I need an algorithm to find the best path - algorithm

I need an algorithm to find the best solution of a path finding problem. The problem can be stated as:
At the starting point I can proceed along multiple different paths.
At each step there are another multiple possible choices where to proceed.
There are two operations possible at each step:
A boundary condition that determine if a path is acceptable or not.
A condition that determine if the path has reached the final destination and can be selected as the best one.
At each step a number of paths can be eliminated, letting only the "good" paths to grow.
I hope this sufficiently describes my problem, and also a possible brute force solution.
My question is: is the brute force is the best/only solution to the problem, and I need some hint also about the best coding structure of the algorithm.

Take a look at A*, and use the length as boundary condition.

You are looking for some kind of state space search algorithm.
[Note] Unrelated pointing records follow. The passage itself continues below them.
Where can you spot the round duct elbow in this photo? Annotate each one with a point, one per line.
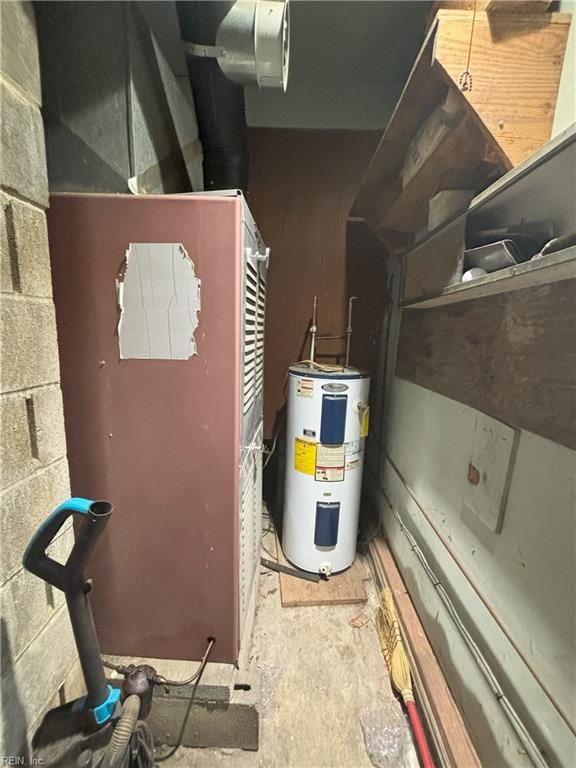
(252, 43)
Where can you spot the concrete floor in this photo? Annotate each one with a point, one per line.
(326, 698)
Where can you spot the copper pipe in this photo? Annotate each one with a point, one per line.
(351, 301)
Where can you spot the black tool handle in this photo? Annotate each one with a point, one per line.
(70, 579)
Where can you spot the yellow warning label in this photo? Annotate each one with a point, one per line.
(304, 456)
(365, 422)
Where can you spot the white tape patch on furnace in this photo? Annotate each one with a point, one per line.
(159, 300)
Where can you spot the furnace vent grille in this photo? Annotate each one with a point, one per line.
(254, 317)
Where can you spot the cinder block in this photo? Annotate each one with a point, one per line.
(19, 60)
(33, 432)
(6, 284)
(72, 688)
(232, 723)
(24, 507)
(23, 154)
(29, 344)
(30, 682)
(27, 603)
(30, 248)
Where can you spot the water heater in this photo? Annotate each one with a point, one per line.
(326, 429)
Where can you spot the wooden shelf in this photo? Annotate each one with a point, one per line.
(516, 62)
(545, 270)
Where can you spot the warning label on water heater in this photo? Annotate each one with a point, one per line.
(305, 387)
(304, 456)
(330, 463)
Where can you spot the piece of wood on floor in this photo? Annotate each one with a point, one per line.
(437, 700)
(341, 589)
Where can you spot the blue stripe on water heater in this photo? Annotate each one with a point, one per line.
(326, 528)
(333, 423)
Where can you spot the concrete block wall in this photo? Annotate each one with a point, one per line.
(39, 665)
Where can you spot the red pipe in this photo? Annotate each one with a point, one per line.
(419, 736)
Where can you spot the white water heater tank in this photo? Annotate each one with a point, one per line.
(327, 426)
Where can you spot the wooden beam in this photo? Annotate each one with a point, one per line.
(447, 722)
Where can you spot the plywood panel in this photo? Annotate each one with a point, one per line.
(511, 355)
(515, 63)
(302, 184)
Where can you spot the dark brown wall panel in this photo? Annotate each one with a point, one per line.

Without knowing more about the particular problem, it is difficult to recommend one over another.
If your space is open-ended (infinite tree search), or nearly so (chess, for example), you want an algorithm that prunes unpromising paths, as well as selects promising ones. The alpha-beta algorithm (used by many OLD chess programs) comes immediately to mind.
The A* algorithm can give good results. The key to getting good results out of A* is choosing a good heuristic (weighting function) to evaluate the current node and the various successor nodes, to select the most promising path. Simple path length is probably not good enough.
Elaine Rich's AI textbook (oldie but goodie) spent a fair amount of time on various search algorithms. Full Disclosure: I was one of the guinea pigs for the text, during my undergraduate days at UT Austin.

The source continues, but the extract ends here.